How can I set up my own instance of the Overpass API to be able to execute an arbitrary number of requests?
A brief and a detailed how to is available. The essential three steps are:
The steps 1 and 2 should be distinct steps because the amount of payload data is so big that the most users will want to align their apporach on that.
Alternatively, the Overpass API also can be installed with Docker containers.
Please ensure that the GNU autotools, a C++ compiler, the auxiliary program wget and the libraries expat and zlib are installed. The versions of the programs do not matter. The Overpass API only uses their version-independent core functionality.

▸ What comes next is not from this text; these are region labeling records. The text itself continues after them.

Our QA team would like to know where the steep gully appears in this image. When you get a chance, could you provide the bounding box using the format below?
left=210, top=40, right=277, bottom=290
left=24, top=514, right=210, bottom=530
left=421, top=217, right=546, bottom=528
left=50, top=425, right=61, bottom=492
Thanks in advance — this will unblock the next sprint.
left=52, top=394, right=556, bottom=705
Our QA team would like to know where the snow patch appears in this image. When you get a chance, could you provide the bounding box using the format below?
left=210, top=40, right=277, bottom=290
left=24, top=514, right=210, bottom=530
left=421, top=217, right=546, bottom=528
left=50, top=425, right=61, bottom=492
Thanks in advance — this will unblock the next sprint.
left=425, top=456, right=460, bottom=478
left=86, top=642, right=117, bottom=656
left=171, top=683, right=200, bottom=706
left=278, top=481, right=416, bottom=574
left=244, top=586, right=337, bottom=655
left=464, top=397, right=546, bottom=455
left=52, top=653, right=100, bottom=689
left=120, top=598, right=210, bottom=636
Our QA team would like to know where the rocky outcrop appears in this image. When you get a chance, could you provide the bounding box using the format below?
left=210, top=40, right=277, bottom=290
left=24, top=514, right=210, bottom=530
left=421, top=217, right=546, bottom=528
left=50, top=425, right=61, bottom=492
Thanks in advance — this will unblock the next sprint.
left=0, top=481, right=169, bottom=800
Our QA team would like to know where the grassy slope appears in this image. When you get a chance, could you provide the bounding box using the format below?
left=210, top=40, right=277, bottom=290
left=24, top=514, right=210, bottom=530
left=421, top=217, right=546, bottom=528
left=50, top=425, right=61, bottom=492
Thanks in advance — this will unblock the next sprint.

For e.g. Ubuntu you can ensure as follows that all required programs are installed:
sudo apt-get install wget g++ make expat libexpat1-dev zlib1g-dev
Please download for the Overpass API the newest release. Older releases also do work but due to the backward compatibility there will be next to never a reason to use an old release.
Unpack the downloaded gzip file and change into the created directory.
Then compile on the command line with
./configure make chmod 755 bin/*.sh cgi-bin/*
This already has included the installation. The rationale for enabling the build directory instead of installing to the system path is to avoid needing root permissions.
Usually, a linux software would now be installed by the sequence configure
. make
- make install
.
This final step copies the executable files into the standard program directory and sets their executable flag.
Unfortunately only user root has the necessary permissions to copy to there.
Thus we leave the executables where they have been compiled
and turn them executable by using chmod
.
The executables can freely be moved around in the file system,
but some executables expect some of the other executables in the same directory than themselves or in ../bin
.
For this reason it is highly recommended to only move the directories bin
and cgi-bin
in their entirety and only together.
In contrast to the comparably little size of the software installation, the OpenStreetMap data is big. All data worldwide need also with only the geodata and only the current one already 150 GB (as of 2022). Together with all the attic data 360 GB are needed.
The data can be copied from a public accessible, daily updated snapshot of the database. This action is called cloning:
mkdir -p db bin/download_clone.sh --db-dir="db/" --meta=no \ --source="https://dev.overpass-api.de/api_drolbr/"
Here, meta
controls the level of detail and thus the amount of data:
With the value no
, it remains with the factual data,
meta
additionally loads the metadata of the editors
and attic
loads both metadata and all now outdated data.
The factual data are not critical in terms of privacy. The metadata and/or outdated data records, on the other hand, you may only load, if you have a legitimate interest.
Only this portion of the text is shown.